Val was glad to leave on this account, but he troubled to go solely because matters had slipped gradually into rather a tangle between Mark and himself. Val had always feared this, for he was above all else sensible, and he had foreseen the time when Mark would resent his interference and the fact of his trusteeship. How or why the bad feeling on Mark’s side toward himself had arisen first Val did not know, save that he imagined the younger man had resented certain plain words he had been compelled to speak.
The fact was that Sir Mark, being a very handsome young fellow, with very little mental ballast to keep him from follies, had quickly shown a disposition to lead a life that Val held to be objectionable in every sense of the word.
It was not merely that excitement and dissipation was bound to help the young man on the road to a fatal end; it was because Val considered there was very much indeed that his cousin could have found to occupy him in connection with the various properties in and about Dynechester, and in other places as well.
Val was as lenient as most men over the question of amusement, but duty always came first with him, and Mark most assuredly neglected his duties in the most pronounced way.
There were other things that made Val grave and anxious. Mark had a predilection for the most questionable company, and already Dynechester was beginning to look a trifle askance at the young man.
Grace of course was not enlightened as to the cause of the very sharp quarrel that had taken place between her brother and Sir Mark, just before they started abroad, but she felt without knowing anything that Val must have been in the right.
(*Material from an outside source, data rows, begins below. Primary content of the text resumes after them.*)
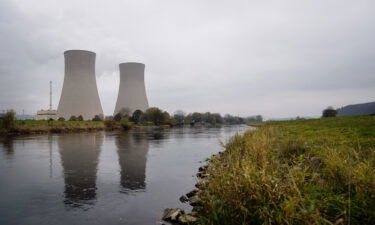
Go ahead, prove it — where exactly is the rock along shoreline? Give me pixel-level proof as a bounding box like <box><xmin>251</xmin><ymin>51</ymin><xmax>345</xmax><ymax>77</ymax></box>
<box><xmin>161</xmin><ymin>152</ymin><xmax>223</xmax><ymax>225</ymax></box>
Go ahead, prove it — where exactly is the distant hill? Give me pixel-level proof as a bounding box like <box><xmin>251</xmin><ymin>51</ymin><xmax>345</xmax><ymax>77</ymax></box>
<box><xmin>337</xmin><ymin>102</ymin><xmax>375</xmax><ymax>116</ymax></box>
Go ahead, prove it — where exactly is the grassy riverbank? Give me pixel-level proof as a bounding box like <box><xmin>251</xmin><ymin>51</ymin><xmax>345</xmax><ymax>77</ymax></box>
<box><xmin>196</xmin><ymin>116</ymin><xmax>375</xmax><ymax>225</ymax></box>
<box><xmin>0</xmin><ymin>120</ymin><xmax>105</xmax><ymax>134</ymax></box>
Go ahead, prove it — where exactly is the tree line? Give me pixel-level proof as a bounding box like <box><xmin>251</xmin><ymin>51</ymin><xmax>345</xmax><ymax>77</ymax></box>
<box><xmin>106</xmin><ymin>107</ymin><xmax>263</xmax><ymax>126</ymax></box>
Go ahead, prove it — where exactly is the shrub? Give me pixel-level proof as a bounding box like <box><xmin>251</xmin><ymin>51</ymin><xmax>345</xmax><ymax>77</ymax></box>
<box><xmin>69</xmin><ymin>116</ymin><xmax>77</xmax><ymax>121</ymax></box>
<box><xmin>121</xmin><ymin>117</ymin><xmax>133</xmax><ymax>130</ymax></box>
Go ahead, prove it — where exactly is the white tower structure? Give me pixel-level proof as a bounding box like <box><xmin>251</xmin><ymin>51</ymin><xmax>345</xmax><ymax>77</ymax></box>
<box><xmin>114</xmin><ymin>62</ymin><xmax>148</xmax><ymax>115</ymax></box>
<box><xmin>57</xmin><ymin>50</ymin><xmax>103</xmax><ymax>120</ymax></box>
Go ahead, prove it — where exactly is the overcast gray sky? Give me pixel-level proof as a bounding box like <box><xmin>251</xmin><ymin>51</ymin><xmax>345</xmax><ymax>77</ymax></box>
<box><xmin>0</xmin><ymin>0</ymin><xmax>375</xmax><ymax>117</ymax></box>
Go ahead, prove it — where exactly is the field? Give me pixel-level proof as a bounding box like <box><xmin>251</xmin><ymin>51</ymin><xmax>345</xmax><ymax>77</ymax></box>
<box><xmin>15</xmin><ymin>120</ymin><xmax>103</xmax><ymax>125</ymax></box>
<box><xmin>0</xmin><ymin>120</ymin><xmax>105</xmax><ymax>134</ymax></box>
<box><xmin>196</xmin><ymin>116</ymin><xmax>375</xmax><ymax>225</ymax></box>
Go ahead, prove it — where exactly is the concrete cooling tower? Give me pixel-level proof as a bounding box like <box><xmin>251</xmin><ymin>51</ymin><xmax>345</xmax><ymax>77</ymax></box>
<box><xmin>57</xmin><ymin>50</ymin><xmax>103</xmax><ymax>120</ymax></box>
<box><xmin>114</xmin><ymin>62</ymin><xmax>148</xmax><ymax>115</ymax></box>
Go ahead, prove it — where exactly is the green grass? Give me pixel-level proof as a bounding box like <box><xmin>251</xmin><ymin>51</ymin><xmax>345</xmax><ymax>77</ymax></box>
<box><xmin>198</xmin><ymin>116</ymin><xmax>375</xmax><ymax>225</ymax></box>
<box><xmin>0</xmin><ymin>120</ymin><xmax>105</xmax><ymax>135</ymax></box>
<box><xmin>15</xmin><ymin>120</ymin><xmax>103</xmax><ymax>126</ymax></box>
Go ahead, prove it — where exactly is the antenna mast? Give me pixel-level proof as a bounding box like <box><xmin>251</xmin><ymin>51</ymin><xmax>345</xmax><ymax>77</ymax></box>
<box><xmin>49</xmin><ymin>81</ymin><xmax>52</xmax><ymax>110</ymax></box>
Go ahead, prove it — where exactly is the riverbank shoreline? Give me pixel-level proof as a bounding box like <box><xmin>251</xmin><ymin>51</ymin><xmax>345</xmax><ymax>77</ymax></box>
<box><xmin>162</xmin><ymin>116</ymin><xmax>375</xmax><ymax>225</ymax></box>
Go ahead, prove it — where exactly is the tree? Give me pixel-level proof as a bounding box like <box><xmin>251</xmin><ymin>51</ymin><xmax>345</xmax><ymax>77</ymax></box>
<box><xmin>191</xmin><ymin>112</ymin><xmax>202</xmax><ymax>122</ymax></box>
<box><xmin>119</xmin><ymin>107</ymin><xmax>132</xmax><ymax>117</ymax></box>
<box><xmin>2</xmin><ymin>110</ymin><xmax>16</xmax><ymax>129</ymax></box>
<box><xmin>212</xmin><ymin>113</ymin><xmax>223</xmax><ymax>124</ymax></box>
<box><xmin>322</xmin><ymin>106</ymin><xmax>337</xmax><ymax>117</ymax></box>
<box><xmin>173</xmin><ymin>110</ymin><xmax>186</xmax><ymax>124</ymax></box>
<box><xmin>121</xmin><ymin>117</ymin><xmax>133</xmax><ymax>130</ymax></box>
<box><xmin>143</xmin><ymin>107</ymin><xmax>165</xmax><ymax>126</ymax></box>
<box><xmin>113</xmin><ymin>113</ymin><xmax>122</xmax><ymax>122</ymax></box>
<box><xmin>131</xmin><ymin>109</ymin><xmax>143</xmax><ymax>123</ymax></box>
<box><xmin>69</xmin><ymin>116</ymin><xmax>77</xmax><ymax>121</ymax></box>
<box><xmin>92</xmin><ymin>115</ymin><xmax>103</xmax><ymax>121</ymax></box>
<box><xmin>104</xmin><ymin>118</ymin><xmax>115</xmax><ymax>130</ymax></box>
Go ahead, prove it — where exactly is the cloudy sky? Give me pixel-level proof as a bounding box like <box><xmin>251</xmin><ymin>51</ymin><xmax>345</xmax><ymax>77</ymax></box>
<box><xmin>0</xmin><ymin>0</ymin><xmax>375</xmax><ymax>117</ymax></box>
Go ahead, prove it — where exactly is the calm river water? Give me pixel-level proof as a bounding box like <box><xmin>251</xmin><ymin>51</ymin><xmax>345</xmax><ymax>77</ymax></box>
<box><xmin>0</xmin><ymin>126</ymin><xmax>249</xmax><ymax>225</ymax></box>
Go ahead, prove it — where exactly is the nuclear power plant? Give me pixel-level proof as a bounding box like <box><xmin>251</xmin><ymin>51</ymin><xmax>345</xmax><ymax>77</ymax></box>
<box><xmin>57</xmin><ymin>50</ymin><xmax>103</xmax><ymax>120</ymax></box>
<box><xmin>114</xmin><ymin>62</ymin><xmax>148</xmax><ymax>115</ymax></box>
<box><xmin>53</xmin><ymin>50</ymin><xmax>148</xmax><ymax>120</ymax></box>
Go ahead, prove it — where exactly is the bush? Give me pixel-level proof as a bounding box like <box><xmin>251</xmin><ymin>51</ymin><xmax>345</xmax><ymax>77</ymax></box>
<box><xmin>121</xmin><ymin>117</ymin><xmax>133</xmax><ymax>130</ymax></box>
<box><xmin>2</xmin><ymin>110</ymin><xmax>16</xmax><ymax>129</ymax></box>
<box><xmin>69</xmin><ymin>116</ymin><xmax>77</xmax><ymax>121</ymax></box>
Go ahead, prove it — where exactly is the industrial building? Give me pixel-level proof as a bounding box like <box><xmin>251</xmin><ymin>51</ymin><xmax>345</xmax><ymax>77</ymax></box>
<box><xmin>114</xmin><ymin>62</ymin><xmax>148</xmax><ymax>115</ymax></box>
<box><xmin>34</xmin><ymin>109</ymin><xmax>57</xmax><ymax>120</ymax></box>
<box><xmin>57</xmin><ymin>50</ymin><xmax>103</xmax><ymax>120</ymax></box>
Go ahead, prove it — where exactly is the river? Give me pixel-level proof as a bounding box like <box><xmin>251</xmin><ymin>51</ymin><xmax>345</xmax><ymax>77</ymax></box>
<box><xmin>0</xmin><ymin>125</ymin><xmax>249</xmax><ymax>225</ymax></box>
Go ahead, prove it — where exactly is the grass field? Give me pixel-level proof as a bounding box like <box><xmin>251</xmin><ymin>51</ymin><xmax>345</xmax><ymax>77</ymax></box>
<box><xmin>197</xmin><ymin>116</ymin><xmax>375</xmax><ymax>225</ymax></box>
<box><xmin>15</xmin><ymin>120</ymin><xmax>103</xmax><ymax>125</ymax></box>
<box><xmin>0</xmin><ymin>120</ymin><xmax>105</xmax><ymax>135</ymax></box>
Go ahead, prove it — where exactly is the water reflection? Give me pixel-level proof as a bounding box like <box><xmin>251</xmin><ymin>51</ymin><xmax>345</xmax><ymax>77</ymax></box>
<box><xmin>116</xmin><ymin>133</ymin><xmax>149</xmax><ymax>193</ymax></box>
<box><xmin>1</xmin><ymin>136</ymin><xmax>14</xmax><ymax>156</ymax></box>
<box><xmin>57</xmin><ymin>133</ymin><xmax>103</xmax><ymax>207</ymax></box>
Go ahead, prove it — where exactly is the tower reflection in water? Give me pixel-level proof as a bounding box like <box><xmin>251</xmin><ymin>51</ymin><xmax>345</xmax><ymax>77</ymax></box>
<box><xmin>57</xmin><ymin>133</ymin><xmax>103</xmax><ymax>207</ymax></box>
<box><xmin>116</xmin><ymin>132</ymin><xmax>149</xmax><ymax>193</ymax></box>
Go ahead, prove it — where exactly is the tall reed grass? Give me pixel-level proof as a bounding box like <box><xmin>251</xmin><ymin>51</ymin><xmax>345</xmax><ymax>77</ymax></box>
<box><xmin>197</xmin><ymin>116</ymin><xmax>375</xmax><ymax>225</ymax></box>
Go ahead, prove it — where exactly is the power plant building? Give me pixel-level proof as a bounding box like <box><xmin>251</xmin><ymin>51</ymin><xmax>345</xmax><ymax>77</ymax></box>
<box><xmin>57</xmin><ymin>50</ymin><xmax>103</xmax><ymax>120</ymax></box>
<box><xmin>114</xmin><ymin>62</ymin><xmax>148</xmax><ymax>115</ymax></box>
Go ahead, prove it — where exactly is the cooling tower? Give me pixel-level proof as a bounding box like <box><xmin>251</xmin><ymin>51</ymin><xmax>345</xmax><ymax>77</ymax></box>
<box><xmin>114</xmin><ymin>63</ymin><xmax>148</xmax><ymax>115</ymax></box>
<box><xmin>57</xmin><ymin>50</ymin><xmax>103</xmax><ymax>120</ymax></box>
It had been, as a matter of fact, a very nasty quarrel, and Mark had said many hurtful things.
Up to this time Val had never breathed to his cousin that grim truth about the mother whom Mark knew only as a memory; but when he saw how fast Mark was drifting to the same miserable fate, he felt, cruel as it was, that he must speak out.
The story he had to tell infuriated Mark Wentworth.
“I see your drift,” he said to Val, with a sneer; “finding you can’t interfere with me and my amusements, and being frightened to death of my getting married, you tell me this abominable thing simply to work in your plan better. Of course a child could understand you! If I die unmarried you come into my title and place through your mother’s right, and so you are determined to keep me unmarried. Oh! I can see right through you, my dear Cousin Val, and all your righteous disposal of the present state of things is just a proof of your beastly selfishness. I tell you frankly that if you say much more, I will make this woman you are kicking up such a fuss about my wife to-morrow!”